2 minute read
The Importance Of Protected Urea
Photo: Thomas Ryan (Tirlán) with first year PhD Student Isabel Power and her supervisor, Dr. Edel Kelly (UCD).
The Importance of Protected Urea: Tirlán Sponsors Best Poster Competition at the UCD Symposium on Achieving Agricultural Climate Targets
Advertisement
By Isabel Power, Ph.D. Student, UCD
Tirlán recently addressed the UCD Symposium on “Achieving our Agricultural Climate Targets: Pathways for Success”, highlighting the progressive sustainability actions farm family suppliers are talking, through their participation in schemes including the ASSAP Programme, the Sustainable Farming Academy, Living Proof Future Farm Programme and the Sustainability Action Payment. Tirlán also sponsored an Academic Poster competition. The poster outlined my research on Protected Urea uptake in Ireland. Protected Urea is one of measures identified in the Teagasc Marginal Abatement Cost Curve (MACC), which outlines a range of measures that reduce Greenhouse Gas emissions on Irish farms.
What is Protected Urea? Protected Urea is Urea fertiliser that has been treated with a urease inhibitor, which greatly reduces the rate at which Urea converts to ammonium gas (Forrestal et al. 2020). This nitrogen fertiliser offers the largest emission mitigation potential out of all the MACC Measures.
While sales figures of Urea and Protected Urea have increased in 2022 (DAFM), the uptake for Protected Urea remains low on Irish farms. Adoption rates range between 2-7% for Livestock and Dairying Farms respectively. It is hoped that the number of Nitrogen Fertiliser users who adopt Protected Urea will increase in the coming years, given the following: • 30% of Ireland’s overall agricultural emissions are coming from nitrous oxide (N2O), the greenhouse gas (GHG) produced by
Nitrogen Fertiliser (Teagasc, 2022). • N2O is the most potent of all the agricultural greenhouse gases, being 268 times more potent than carbon dioxide (Teagasc, 2022). • Protected Urea has 71% lower nitrous oxide emissions than
CAN, and reduces Ammonia loss by 79%, compared with regular Urea (Teagasc). • Teagasc research shows that grassland treated with Protected
Urea do not have lower yields than those treated with CAN or regular Urea (Forrestal et al. 2020). Therefore, Protected Urea has significant potential in reducing Nitrous Oxide and Ammonia Emissions, without affecting yields, and is recommended by Teagasc as an alternative to CAN and straight Urea, given its lower emissions factors.
Increasing measure uptake
The Academic Poster research illustrates how farmers are adopting Protected Urea on a voluntary basis, indicating a willingness to adopt the measure.
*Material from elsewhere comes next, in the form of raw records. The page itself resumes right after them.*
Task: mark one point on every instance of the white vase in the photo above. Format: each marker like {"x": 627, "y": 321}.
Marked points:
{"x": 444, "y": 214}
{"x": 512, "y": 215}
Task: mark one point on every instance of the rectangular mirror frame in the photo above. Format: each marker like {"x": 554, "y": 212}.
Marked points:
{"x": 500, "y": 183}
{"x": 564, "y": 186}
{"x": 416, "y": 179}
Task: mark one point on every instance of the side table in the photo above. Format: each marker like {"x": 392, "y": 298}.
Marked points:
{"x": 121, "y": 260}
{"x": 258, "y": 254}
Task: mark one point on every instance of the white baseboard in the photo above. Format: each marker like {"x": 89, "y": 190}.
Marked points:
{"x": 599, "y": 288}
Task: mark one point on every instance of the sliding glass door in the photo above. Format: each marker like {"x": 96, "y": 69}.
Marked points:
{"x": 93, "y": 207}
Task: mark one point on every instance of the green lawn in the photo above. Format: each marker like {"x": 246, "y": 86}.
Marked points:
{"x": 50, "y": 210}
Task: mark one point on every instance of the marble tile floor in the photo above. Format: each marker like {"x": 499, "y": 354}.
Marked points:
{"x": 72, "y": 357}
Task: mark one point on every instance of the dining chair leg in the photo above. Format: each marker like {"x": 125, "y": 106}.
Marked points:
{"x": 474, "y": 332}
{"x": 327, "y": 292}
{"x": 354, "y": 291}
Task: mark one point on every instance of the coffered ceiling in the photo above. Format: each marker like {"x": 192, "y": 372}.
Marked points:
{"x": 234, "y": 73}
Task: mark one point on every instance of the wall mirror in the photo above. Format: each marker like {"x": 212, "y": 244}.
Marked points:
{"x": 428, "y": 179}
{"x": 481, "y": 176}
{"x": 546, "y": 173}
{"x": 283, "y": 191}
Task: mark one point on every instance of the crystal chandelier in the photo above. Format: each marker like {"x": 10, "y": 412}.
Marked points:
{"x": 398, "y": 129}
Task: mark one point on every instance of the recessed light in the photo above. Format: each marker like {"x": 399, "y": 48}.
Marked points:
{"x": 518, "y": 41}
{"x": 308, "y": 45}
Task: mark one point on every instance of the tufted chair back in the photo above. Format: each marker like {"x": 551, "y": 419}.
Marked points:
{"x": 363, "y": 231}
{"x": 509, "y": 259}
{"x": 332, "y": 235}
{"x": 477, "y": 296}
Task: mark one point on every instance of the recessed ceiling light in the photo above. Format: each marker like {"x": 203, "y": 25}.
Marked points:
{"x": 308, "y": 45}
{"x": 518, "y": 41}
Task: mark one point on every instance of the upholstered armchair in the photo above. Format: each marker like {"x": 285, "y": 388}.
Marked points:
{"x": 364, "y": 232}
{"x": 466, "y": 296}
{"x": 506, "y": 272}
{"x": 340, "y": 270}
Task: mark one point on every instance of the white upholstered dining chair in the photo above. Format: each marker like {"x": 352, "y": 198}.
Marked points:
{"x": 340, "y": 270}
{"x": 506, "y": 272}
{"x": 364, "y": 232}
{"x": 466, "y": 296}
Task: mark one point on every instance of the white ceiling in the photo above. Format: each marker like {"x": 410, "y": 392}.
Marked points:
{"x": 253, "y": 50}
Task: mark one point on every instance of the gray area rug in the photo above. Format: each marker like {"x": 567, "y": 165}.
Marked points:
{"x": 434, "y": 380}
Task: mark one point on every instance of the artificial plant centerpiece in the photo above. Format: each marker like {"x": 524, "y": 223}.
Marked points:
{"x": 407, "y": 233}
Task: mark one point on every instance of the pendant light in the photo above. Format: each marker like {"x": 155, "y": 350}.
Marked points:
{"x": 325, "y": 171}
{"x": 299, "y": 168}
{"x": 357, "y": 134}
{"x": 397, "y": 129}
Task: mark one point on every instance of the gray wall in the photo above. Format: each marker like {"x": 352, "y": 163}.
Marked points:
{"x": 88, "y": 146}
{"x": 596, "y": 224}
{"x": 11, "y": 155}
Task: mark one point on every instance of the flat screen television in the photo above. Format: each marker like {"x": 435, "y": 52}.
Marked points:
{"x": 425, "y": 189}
Protected Urea acts as a direct substitute for the current N Fertiliser product (CAN), and requires no significant change to current management practice. Further, there is potential to encourage more derogation farms to switch to Protected Urea, to reduce their overall emissions. Ph.D. student Isabel Power will continue to look at adoption and acceptance rates of Teagasc’s MACC measures. Through this research, she aims to identify farmer preparedness to transition to these reduced-emission measures, as well as discovering the support farmers need to make these changes.